Of course the writers must throw in an obvious diversion to develop suspense WITHIN CTU, to distract us alert fans from what is really happening at the nerve center. There will be a mole or two, unsuspected, perhaps the slow-witted and ethically challenged leader Hastings, well-played by Mykelti Williamson, or maybe the eager beaver John Boyd, but the scripts' focus so far is firmly on the two jailbirds. As played by Crawford, the manipulative psychopath Kevin Wade is unconvincing. This is a difficult role and back in the day would have required the talents of an offbeat, maniacal character actor -I'm thinking John Davis Chandler. As styled here, Crawford resembles a minor league Arch Hall Jr. (see the drive-in classic THE SADIST), but what we get is a one-note, distasteful performance. Obviously Crawford was cast because of his looks (I can imagine producer Gadd yelling: "Get me a Channing Tatum type -the kids will love him". (Whoops -I just looked the two up and they're both from Alabama! Maybe my delusions are on to something here.)

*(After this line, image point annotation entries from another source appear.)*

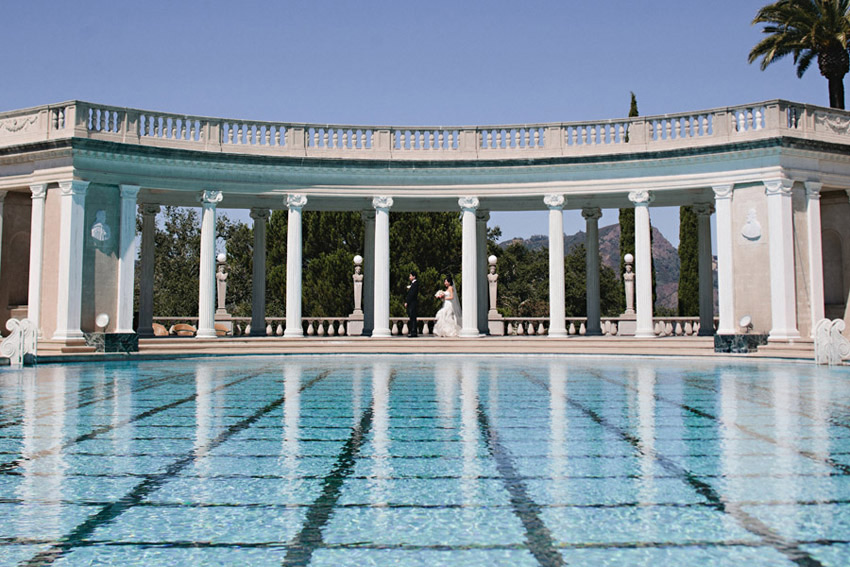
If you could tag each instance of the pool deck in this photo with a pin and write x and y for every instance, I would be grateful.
(168, 347)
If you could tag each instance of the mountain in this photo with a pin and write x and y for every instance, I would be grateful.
(664, 254)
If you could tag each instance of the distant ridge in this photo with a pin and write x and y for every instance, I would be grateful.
(665, 255)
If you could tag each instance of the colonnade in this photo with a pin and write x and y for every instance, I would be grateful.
(377, 268)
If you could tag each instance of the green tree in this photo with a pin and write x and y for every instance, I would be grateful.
(807, 29)
(688, 262)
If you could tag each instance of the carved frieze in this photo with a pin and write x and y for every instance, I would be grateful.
(834, 123)
(19, 123)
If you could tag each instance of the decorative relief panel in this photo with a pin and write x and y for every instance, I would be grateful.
(834, 123)
(19, 123)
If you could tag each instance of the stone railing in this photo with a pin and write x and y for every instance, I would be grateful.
(702, 128)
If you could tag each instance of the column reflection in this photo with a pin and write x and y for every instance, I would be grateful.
(469, 433)
(290, 448)
(381, 461)
(558, 485)
(41, 490)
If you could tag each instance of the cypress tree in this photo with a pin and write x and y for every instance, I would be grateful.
(688, 263)
(627, 217)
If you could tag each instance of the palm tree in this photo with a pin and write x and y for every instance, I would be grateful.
(808, 29)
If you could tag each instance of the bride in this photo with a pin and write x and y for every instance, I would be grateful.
(448, 317)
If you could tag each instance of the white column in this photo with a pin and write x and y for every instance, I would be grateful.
(2, 201)
(295, 202)
(39, 192)
(381, 281)
(368, 272)
(258, 282)
(70, 276)
(149, 213)
(126, 259)
(469, 264)
(706, 279)
(725, 282)
(594, 324)
(643, 264)
(481, 218)
(557, 309)
(783, 296)
(206, 279)
(815, 252)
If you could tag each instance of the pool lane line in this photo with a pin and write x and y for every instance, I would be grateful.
(56, 449)
(790, 549)
(538, 538)
(840, 467)
(309, 538)
(110, 512)
(153, 382)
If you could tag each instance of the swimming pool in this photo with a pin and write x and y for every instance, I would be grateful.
(425, 460)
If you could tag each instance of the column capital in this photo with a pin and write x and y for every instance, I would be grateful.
(779, 186)
(591, 213)
(39, 190)
(382, 202)
(210, 198)
(813, 189)
(73, 187)
(723, 191)
(296, 201)
(468, 203)
(703, 209)
(641, 198)
(260, 214)
(129, 191)
(554, 200)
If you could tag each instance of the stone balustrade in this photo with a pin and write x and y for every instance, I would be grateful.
(79, 119)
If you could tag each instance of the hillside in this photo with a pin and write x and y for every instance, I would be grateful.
(664, 254)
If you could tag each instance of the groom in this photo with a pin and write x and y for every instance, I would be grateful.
(411, 303)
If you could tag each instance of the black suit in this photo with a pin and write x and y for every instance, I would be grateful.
(412, 301)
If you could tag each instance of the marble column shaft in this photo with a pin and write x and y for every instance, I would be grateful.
(381, 282)
(469, 265)
(813, 223)
(594, 312)
(557, 294)
(70, 276)
(39, 192)
(725, 274)
(295, 202)
(258, 282)
(481, 218)
(783, 304)
(206, 277)
(643, 264)
(126, 259)
(368, 272)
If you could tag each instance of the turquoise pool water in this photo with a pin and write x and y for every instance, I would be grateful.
(430, 460)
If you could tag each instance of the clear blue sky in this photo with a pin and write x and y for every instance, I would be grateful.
(396, 62)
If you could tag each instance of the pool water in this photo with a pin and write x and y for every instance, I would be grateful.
(425, 460)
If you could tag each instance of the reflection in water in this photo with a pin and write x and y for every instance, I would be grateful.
(559, 487)
(469, 432)
(382, 471)
(41, 491)
(290, 450)
(785, 397)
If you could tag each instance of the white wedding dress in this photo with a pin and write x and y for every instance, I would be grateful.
(448, 318)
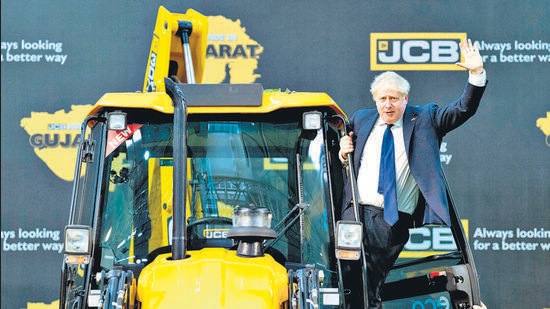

Opposite him is Katee as analyst Dana Walsh, whose decision making is laughable throughout. National security is at stake, she is an important CTU cog, even styled as "better than" fan favorite Chloe O'Brian at her job, but every few minutes she is running off like a lapdog to follow the latest absurd orders barked out by meanie Clayne. His "I gotta be with you" refrain while the fate of the entire world lies in the balance is understandable from a sociopath's point of view, but for the viewer of a suspense drama it makes no sense - we are all (figuratively) screaming at the boob tube repeatedly: "Hey Dana, turn the guy in and take your medicine already". Just to save her job and impending marriage she puts up with this jerk's demands over & over -it makes no sense at all in the context of a show whose strength derives from the "kill 'em now and ask questions later" attitude of Bauer, Renee and all the other prinicipals.
I'm afraid this level of bad writing, the weakest link in the chain that has to be developed to make 24 x 48 minutes of TV drama add up, could sink the entire season. The sooner these two crappy characters are killed off the better. In fact, their footage could subsequently be replaced by some deleted scenes or newly shot "saver" characters to make the eventual year's DVD compilation palatable -I would remove Clayne entirely and find some other diversion to kill time (get it?) instead of having him chiming in every few (missing on the DVD) commercial breaks.
As it stands, the Katee/Clayne routine reminds me of a drawback of the George Reeves "Superman" TV series of my childhood. On the show Superman was wasting his time each week with petty crooks, on the level of safecrackers, each week, when we knew from the comic book that he could use his powers for more Earth-shaking crises. Similarly, having the K/C duo caught up in some minor-league, extremely puny criminality ("gotta be six figures!" demands the idiotic Kevin at one point) is the same sort of "who cares?" triviality that is out of place in a story about loose nukes and large-scale danger. It represents the dumbing down of TV -the injection of supposed "human interest" into a ripping-good-storyline show. Next season I expect some teen vampires, or at least gossip girl types, to be injected into the 24 milieu.